Retour sur la période d’avant le 13 juillet, jour de la signature d’un accord entre Tsipras et l’UE.
La victoire électorale de Syriza, le 25 janvier 2015, doit beaucoup à Alexis Tsipras, et, bien sûr, aux militantes et militants de cette organisation. Cette réussite d’un parti de la « gauche radicale » tient à une stratégie unitaire de refus des « mémorandums » imposés par la Troïka, refus de l’austérité dévastatrice imposée pendant ces longues années. Explosion du chômage, réductions drastiques des salaires et des pensions de retraite, désorganisation du système de soins, imposition d’un régime de tutelle de l’État grec furent les conséquences des décisions des dirigeants de la BCE, de la Commission européenne et du FMI. C’est pour en finir avec cette politique d’austérité, pour suivre le programme présenté lors du discours de Thessalonique par Tsipras, que Syriza devint le premier parti de Grèce.

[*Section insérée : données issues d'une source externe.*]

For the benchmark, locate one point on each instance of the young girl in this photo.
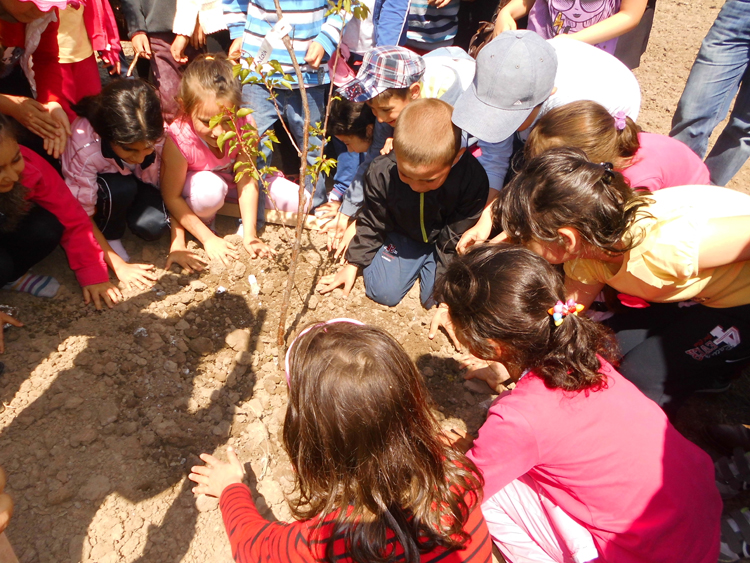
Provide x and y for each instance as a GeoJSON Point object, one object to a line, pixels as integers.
{"type": "Point", "coordinates": [573, 438]}
{"type": "Point", "coordinates": [375, 480]}
{"type": "Point", "coordinates": [197, 174]}
{"type": "Point", "coordinates": [597, 23]}
{"type": "Point", "coordinates": [111, 165]}
{"type": "Point", "coordinates": [687, 243]}
{"type": "Point", "coordinates": [37, 213]}
{"type": "Point", "coordinates": [646, 160]}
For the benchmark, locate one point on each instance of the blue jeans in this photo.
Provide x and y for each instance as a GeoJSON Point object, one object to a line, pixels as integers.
{"type": "Point", "coordinates": [395, 268]}
{"type": "Point", "coordinates": [719, 71]}
{"type": "Point", "coordinates": [255, 97]}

Des négociations sous menace, sous chantage.
Mais « dès le 5 février, la Banque centrale européenne décidait de ne plus accepter, de manière collatérale, les titres de dette déposés auprès d’elle par les banques grecques en contrepartie de leur refinancement. Une décision politique outrepassant les prérogatives de l’institution de Francfort pour asphyxier l’État grec et contraindre Syriza à renoncer à ses engagements. » « Les banques grecques étaient condamnées au régime sec des liquidités d’urgence délivrées au goutte-à-goutte via le mécanisme ELA. Une façon de placer le couteau sous la gorge aux négociateurs grecs, avant la conclusion de l’accord-pont du 25 février, finalement arraché dans la douleur. » (1) L’accord du 25 février acceptait les conditions des usuriers de la Troïka, ce qui fut critiqué par la gauche de Syriza.
Puis après des mois de négociations, Tsipras face à un ultimatum de trop de ses « partenaires » a recours à un référendum, le 5 juillet. Il demande au peuple s’ils acceptent ou non les exigences de la Troïka. 61% répondent non, avec des scores écrasants dans les milieux populaires et dans la jeunesse.

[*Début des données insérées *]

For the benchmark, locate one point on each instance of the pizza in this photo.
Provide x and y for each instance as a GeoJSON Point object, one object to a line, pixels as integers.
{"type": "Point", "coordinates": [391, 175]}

Ensuite de nouvelles négociations ont lieu. Les fondés de pouvoir des usuriers, notamment le ministre allemand Schäuble furieux que l’on ose organiser un appel au peuple, furieux du résultat, affirment leur indifférence totale à l’expression du peuple grec. Les négociations s’intensifient : tous contre les grecs. Le 13 juillet, un accord intervient.
« Les propositions de l’Eurogroupe sont de la folie. Cela va au-delà de la sévérité, vers l’envie de vengeance, la destruction totale de la souveraineté nationale et aucun espoir de soulagement. On peut supposer que c’est conçu pour être une proposition que la Grèce ne peut pas accepter, mais, même ainsi, c’est une trahison grotesque de tout ce que le projet européen était censé représenter ». C’est ainsi que le prix Nobel d’économie Paul Krugman a résumé sur son blog les propositions de l’Eurogroupe devenues un accord.
Reprenons la période 25 janvier-13 juillet.
Comme Mediapart (2) l’écrit : Tsipras « a mis à jour par ses six mois de résistance et ce déchaînement de « vengeance » comme le note ce lundi matin le quotidien britannique The Guardian en une, la nature de la zone euro ». « Désormais, l’identification entre l’euro et l’austérité est totale » , c’est à dire que la zone euro est le lieu de l’austérité sans limite. « Le comportement des dirigeants de la zone euro avant et après le référendum pour faire du « non » aux mesures proposées un « non » à l’euro le prouvent aisément. La volonté explicite de durcir les conditions imposées à la Grèce pour rester dans la zone euro ce week-end enfonce le clou. »
Ce fut un coup d’État qui s’est mis en place depuis le 25 janvier : les « institutions européennes » ont décidé de prendre le pouvoir en Grèce, de transformer ce pays en protectorat, comme ce fut quelques années auparavant en Italie et en Irlande. Cette fois, la démonstration s’est faite comme en Eurovision quotidien, et ce fut une démonstration qui a duré 6 mois. 6 mois pendant lesquels Tsipras, Varoufakis et leurs camarades rendirent compte publiquement du déroulement des négociations.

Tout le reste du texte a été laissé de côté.